A veritable hacker hunt ensues in which Binance analysts track down the thief. Funds are distributed quickly on 3 blockchains: Ethereum, Fantom and Polygon. However, $400 million, the bulk of the amount, may have been frozen before leaving the Binance blockchain.
Mango Markets, giant hake (bricot) fishery – $100 million
In October, it is also the turn of the Solana blockchain to pay the price of a great hack. And God knows then that this is not the end of his sorrow at this end of the year. Indeed, bankruptcy of FTX a month later it will have a significant impact on the ecosystem. Right now, that’s $112 million going up in smoke. An oracle-related flaw would have allowed the attacker to artificially inflate his collateral to borrow far more funds than he should have been able to.
The hacker will eventually be found two months later by the FBI in Puerto Rico. He who claimed to have acted within the legality and boundaries of the DeFi protocol will see if justice gives him reason or not. He is currently accused of fraud and market manipulation.
FTX, Hackers Blame for Bankrupt Exchange – $400 Million
What would a hacker series be without the FTX platform? The latter, not satisfied with the theft of funds from its clients, found itself yourself tricked by a malicious hacker.
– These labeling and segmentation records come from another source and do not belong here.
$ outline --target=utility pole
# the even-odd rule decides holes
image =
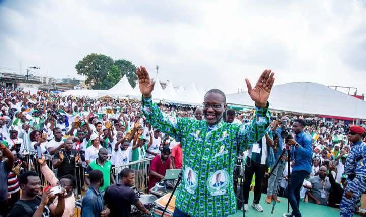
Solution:
[[[29,69],[39,69],[39,67],[36,67],[36,66],[29,67],[27,69],[27,80],[29,80]]]

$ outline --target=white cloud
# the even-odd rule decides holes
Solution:
[[[226,93],[266,68],[276,83],[366,92],[364,1],[17,1],[0,4],[0,66],[80,77],[89,53],[143,65],[177,85]]]

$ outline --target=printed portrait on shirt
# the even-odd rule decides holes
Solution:
[[[197,175],[190,167],[187,167],[184,171],[185,188],[190,194],[193,194],[197,188]]]
[[[207,188],[212,196],[222,195],[226,193],[229,183],[229,174],[225,170],[218,170],[211,173],[207,180]]]

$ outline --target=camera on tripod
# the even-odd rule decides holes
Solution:
[[[23,161],[24,159],[25,159],[25,157],[23,155],[19,153],[20,152],[21,147],[21,143],[15,144],[15,152],[16,152],[16,154],[15,154],[15,156],[19,160]]]
[[[287,143],[288,140],[292,139],[292,129],[290,127],[285,127],[280,134],[281,138],[285,139],[285,142],[286,143]]]

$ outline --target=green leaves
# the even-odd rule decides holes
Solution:
[[[75,66],[78,74],[86,77],[85,83],[94,89],[107,90],[112,88],[126,74],[134,87],[137,80],[136,67],[126,60],[113,59],[106,55],[90,53]]]

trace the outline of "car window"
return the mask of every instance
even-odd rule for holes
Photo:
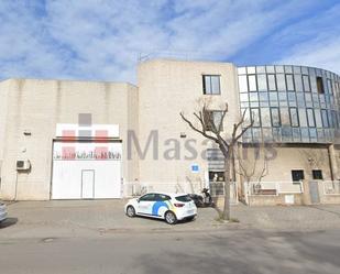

Time will tell if this was an internal company hack or not. The amount stolen is no less substantial, 400 million dollars. Therefore, mid-November is another nightmare for customers who are already deprived of their funds. Indeed, while any withdrawal remained impossible, FTX wallet addresses, closely watched by the crypto community, suddenly began distributing their funds through various networks.
However, the thief in all likelihood would far from being an expert on the subject. Not content with using a wallet address from the Kraken platform to maneuver, he would have also used platforms such as Uniswap, 1Inch or Cowswap to convert the stolen tokens. In particular, he would have lost a lot of money trying to move his loot from one place to another to cover his tracks.
A hack never ends – $6 million
The beginning of December is DeFi Protocol Ankr WHO suffer a great revenge. That’s 20 trillion aBNBc, an equivalent of BNB on the Ankr network, coming out of nothing, instantly reducing the price of the token to zero. The perpetrators were not able to convert the entire jackpot in time, however the perpetrators were able to get away with $6 million stolen and sent to Uniswap or Tornado Cash.
The crypto ecosystem remains a risky sector, at this point we are very much a hacker. However, it is also a very promising and future-oriented technological field. A domain in its teenage phase, in the grip of a destructive creation, which, according to the many innovations it updates, inevitably suffers attacks. The flip side of any emerging technology. This does not take anything away from blockchain and cryptos carrying huge value. The basics that may one day allow us to finally win financial freedom who keeps us so hacker.
Hacks are unfortunate risks, but not inevitable. Need peace of mind for your cryptos? Register quickly on the Binance platformthe gold standard in the industry and save 10% on your trading fees by following this link (trade link).